[BUG] Automatic authentification on private npm repository no longer works

[yvon-dblg]

Current Behavior:

We use a private nexus repository with an .npmrc file on each project.

Our .npmrc looks like (URL changed for this bug report):

registry=https://our-url.example.com/repository/npm/
_auth=${NEXUS_TOKEN_ENV_VAR}

Since the npm v7.11.0 release we have the following error when we do an npm install in our projects:

npm ERR! code E401
npm ERR! Unable to authenticate, need: BASIC realm="Sonatype Nexus Repository Manager"

From a user point of view, this error is similar to the one found in v7.7.0, see #2935

Quick code check

It seems that the changes in npm-registry-fetch are not well integrated in the cli project.
The auth.js -> getAuth() seems to need the forceAuth object in that case.

Expected Behavior:

npm install works as expected.

Steps To Reproduce:

Configure a private repository with basics HTTP auth, and use it with a specific .npmrc in the project, like explain above.

Environment:

OS: Ubuntu 20.04

{
  npm: '7.11.0',
  node: '14.16.1',
  v8: '8.4.371.19-node.18',
  uv: '1.40.0',
  zlib: '1.2.11',
  brotli: '1.0.9',
  ares: '1.16.1',
  modules: '83',
  nghttp2: '1.41.0',
  napi: '7',
  llhttp: '2.1.3',
  openssl: '1.1.1k',
  cldr: '37.0',
  icu: '67.1',
  tz: '2020a',
  unicode: '13.0'
}

[ocofaigh]

+1 - works fine on v7.10.0

[wraithgar]

Under the hood npm is supposed to take that _auth entry and apply it only to your default registry.
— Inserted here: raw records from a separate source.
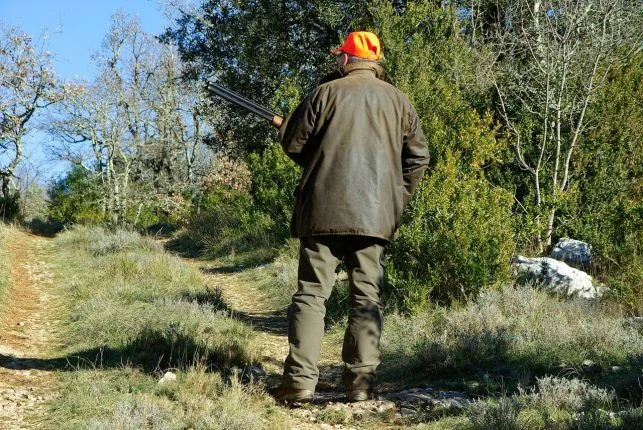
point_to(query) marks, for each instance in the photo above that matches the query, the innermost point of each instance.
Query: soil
(29, 333)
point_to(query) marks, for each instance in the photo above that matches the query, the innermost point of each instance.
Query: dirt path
(28, 333)
(249, 303)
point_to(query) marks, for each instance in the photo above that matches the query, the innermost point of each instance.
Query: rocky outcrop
(573, 252)
(556, 276)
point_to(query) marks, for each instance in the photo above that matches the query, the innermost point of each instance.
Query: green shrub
(76, 198)
(274, 179)
(456, 239)
(10, 207)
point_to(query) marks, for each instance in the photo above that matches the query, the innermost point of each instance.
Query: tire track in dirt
(28, 333)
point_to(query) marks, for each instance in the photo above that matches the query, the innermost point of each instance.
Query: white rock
(557, 277)
(573, 252)
(168, 377)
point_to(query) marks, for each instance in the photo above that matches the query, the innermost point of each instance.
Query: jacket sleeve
(415, 156)
(297, 129)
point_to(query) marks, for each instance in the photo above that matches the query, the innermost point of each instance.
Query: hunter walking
(363, 152)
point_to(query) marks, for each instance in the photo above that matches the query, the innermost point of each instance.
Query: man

We'll look into why this isn't happening but for now I believe you can get things working by specifying the authToken specifically a la

registry=https://our-url.example.com/repository/npm/
//our-url.example.com/repository/npm/:_authToken=${NEXUS_TOKEN_ENV_VAR}

[isaacs]

It might have to be:

//our-url.example.com/repository/npm/:_auth=${NEXUS_TOKEN_ENV_VAR}

if it's a base64-encoded username:password pair for basic auth (which the error and your initial .npmrc file seem to be indicating).

[yvon-dblg]

Thanks @isaacs you're tips works.

[leepowelldev]

Same issue here, but happening in Azure - pipeline have been failing all day with 7.11.0 release. We are suddenly facing lots of authentication errors in which 7.10.0 and earlier were fine.

[leepowelldev]

Tarball urls in our package-lock.json look like this:

https://my-organisation.pkgs.visualstudio.com/_packaging/my-registry-name/npm/registry/@jest/types/-/types-24.9.0.tgz

However Azure dynamically generate these .npmrc config settings in our build pipeline to authenticate against the registry:

registry = "https://my-organisation.pkgs.visualstudio.com/_packaging/eedc90c7-2459-44eb-9446-86caaab5d245/npm/registry/" 
//my-organisation.pkgs.visualstudio.com/_packaging/eedc90c7-2459-44eb-9446-86caaab5d245/npm/registry/:_authToken = (protected) 

As you can see Azure uses the registry ID instead of it's name my-registry-name. Pre 7.11.0 this has never been an issue but could the 7.11.0 update of not sending auth details based on urls not matching be happening here and causing the auth headers not to be passed?

[wraithgar]

@leepowelldev Are those the only two lines associated w/ your azure auth in your npmrc?

ETA: also can you add a separate _authToken line for your registry name url?